When I was a senior in high school back in the early 1990s, my family did not have a personal computer. Many families did not. I attended a rather wealthy school and some of the students did have computers in their homes. These students wrote their assigned papers on word processing platforms that seem primitive today: WordPerfect and WordStar, to name two.
So what did I do?
I wrote my papers on a Smith Corona electronic typewriter with which my parents gifted me the summer before my senior year. And, more than 30 years later, I am highly grateful to them for doing so.
I loved my typewriter. It hammered the characters on the paper in what was then called Pica type (similar to what Courier New is on MS Word today). I could set it to either single space or double space the lines. The ribbon cartridge was easy enough to replace that my all-thumbs self could do it. And—this was the best part—I could correct errors on a line by pressing a key which activated a correction feature (best described as a hammer striking a character though a whiteout ribbon), so that as long as I kept my eyes on what was forming on the paper, I could use that feature to erase my mistakes.
I remember typing not only papers for my high school English and psychology classes with the typewriter, but also my college applications and, years later, my graduate school applications. Oh, how I hated having to perfectly line up the paper so that my characters did not go uphill or downhill on the application lines. However, I managed to do it right.

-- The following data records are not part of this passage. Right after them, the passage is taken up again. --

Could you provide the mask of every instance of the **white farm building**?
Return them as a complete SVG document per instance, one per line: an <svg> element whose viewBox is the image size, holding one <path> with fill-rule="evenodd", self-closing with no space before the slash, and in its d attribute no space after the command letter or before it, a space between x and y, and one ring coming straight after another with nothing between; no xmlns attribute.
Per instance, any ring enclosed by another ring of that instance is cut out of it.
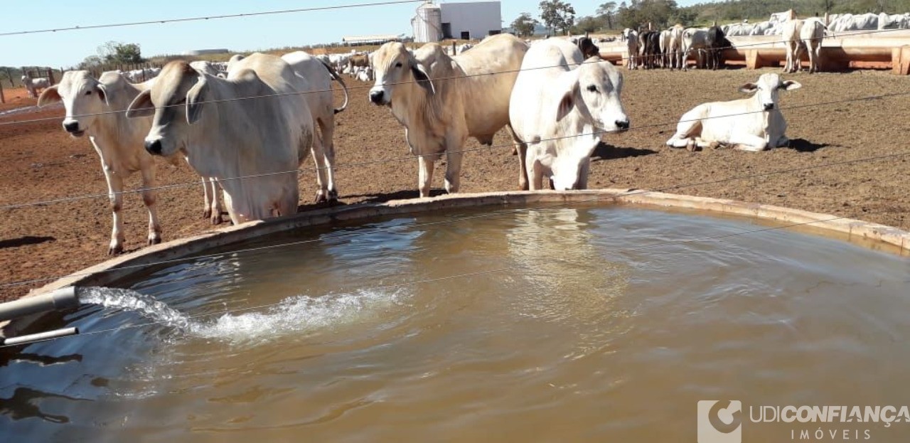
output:
<svg viewBox="0 0 910 443"><path fill-rule="evenodd" d="M502 32L500 2L427 2L410 21L414 41L438 42L444 38L482 39Z"/></svg>

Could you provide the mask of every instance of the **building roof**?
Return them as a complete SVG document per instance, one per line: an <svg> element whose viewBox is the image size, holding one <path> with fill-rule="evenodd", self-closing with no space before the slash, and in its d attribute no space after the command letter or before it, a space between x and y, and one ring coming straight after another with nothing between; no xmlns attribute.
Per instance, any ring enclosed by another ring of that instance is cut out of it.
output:
<svg viewBox="0 0 910 443"><path fill-rule="evenodd" d="M398 40L399 38L401 38L400 35L395 35L392 34L387 34L382 35L348 35L341 37L341 41L346 43L378 42L378 41Z"/></svg>

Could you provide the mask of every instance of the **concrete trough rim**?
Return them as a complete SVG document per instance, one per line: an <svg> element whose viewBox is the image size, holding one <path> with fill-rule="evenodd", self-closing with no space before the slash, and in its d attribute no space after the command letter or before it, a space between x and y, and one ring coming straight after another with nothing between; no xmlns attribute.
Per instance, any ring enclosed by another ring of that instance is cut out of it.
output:
<svg viewBox="0 0 910 443"><path fill-rule="evenodd" d="M612 200L612 201L605 201ZM743 216L753 219L791 225L808 225L821 231L861 238L896 247L901 256L910 256L910 232L897 227L865 222L828 214L804 211L774 205L713 198L680 194L667 194L640 189L591 189L583 191L500 191L476 194L450 194L435 197L392 200L385 203L363 203L300 212L268 220L257 220L212 229L201 234L170 240L159 245L119 256L31 290L24 297L35 297L68 286L106 286L140 272L144 265L192 257L203 250L289 229L325 225L333 221L362 220L382 216L397 216L489 206L533 204L609 204L643 205L663 208L692 209L719 215ZM120 268L119 267L133 267ZM0 323L0 336L15 332L40 316L19 318L14 323ZM14 329L11 331L10 329ZM15 335L15 334L14 334Z"/></svg>

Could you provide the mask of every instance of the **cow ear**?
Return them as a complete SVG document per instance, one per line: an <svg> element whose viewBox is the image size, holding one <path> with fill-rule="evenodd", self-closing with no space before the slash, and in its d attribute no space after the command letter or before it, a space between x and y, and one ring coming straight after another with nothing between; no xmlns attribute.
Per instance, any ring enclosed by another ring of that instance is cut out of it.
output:
<svg viewBox="0 0 910 443"><path fill-rule="evenodd" d="M575 85L562 95L562 98L560 99L560 107L556 110L556 121L563 119L575 107L575 97L578 96L576 94L578 87L578 82L576 81Z"/></svg>
<svg viewBox="0 0 910 443"><path fill-rule="evenodd" d="M107 90L107 86L103 83L98 83L96 85L98 89L98 98L105 101L105 104L108 106L111 105L110 91Z"/></svg>
<svg viewBox="0 0 910 443"><path fill-rule="evenodd" d="M740 92L744 92L746 94L752 94L758 90L758 85L754 83L747 83L740 86Z"/></svg>
<svg viewBox="0 0 910 443"><path fill-rule="evenodd" d="M56 87L57 86L55 85L41 92L41 96L38 96L38 107L63 100Z"/></svg>
<svg viewBox="0 0 910 443"><path fill-rule="evenodd" d="M784 84L781 85L781 89L784 89L784 91L793 91L794 89L799 89L801 87L803 87L803 84L794 80L785 80Z"/></svg>
<svg viewBox="0 0 910 443"><path fill-rule="evenodd" d="M430 75L423 68L423 65L417 62L411 62L410 72L414 75L414 80L420 87L427 90L430 96L436 94L436 86L433 86L433 81L430 79Z"/></svg>
<svg viewBox="0 0 910 443"><path fill-rule="evenodd" d="M187 123L192 125L202 116L202 105L206 102L206 92L208 91L208 82L200 78L196 86L187 93Z"/></svg>
<svg viewBox="0 0 910 443"><path fill-rule="evenodd" d="M126 118L147 117L155 115L155 104L152 103L152 92L145 90L139 93L126 107Z"/></svg>

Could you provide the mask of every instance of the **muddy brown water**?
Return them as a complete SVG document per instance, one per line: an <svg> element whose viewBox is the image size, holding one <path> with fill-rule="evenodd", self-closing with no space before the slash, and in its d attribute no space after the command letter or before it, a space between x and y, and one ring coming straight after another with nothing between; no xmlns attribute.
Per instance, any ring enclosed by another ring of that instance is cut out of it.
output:
<svg viewBox="0 0 910 443"><path fill-rule="evenodd" d="M46 326L101 332L0 349L0 441L695 441L708 399L742 401L743 441L910 438L747 419L910 404L907 257L633 206L479 214L88 289Z"/></svg>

I even typed a few of my job applications. Of course, by the time I was in the “real world,” I filled out applications online most of the time, but there were some times when an application was a hard copy and would read, “PLEASE PRINT OR TYPE.” Handwrite a job application? Certainly not I!
The last time I used the typewriter was in 2017, when I filled out a job application which was a hard copy, and I did not even think twice about typing it. I was one of six applicants who got an interview, out of more than 20. I later learned that many of the applicants had handwritten their applications.
I still have the typewriter and it sits on a shelf in my office. I refuse to part with it until it needs a new ribbon cartridge; those are no longer made or sold.
Do you have an “old,” treasured piece of equipment that you used in your writing or editing?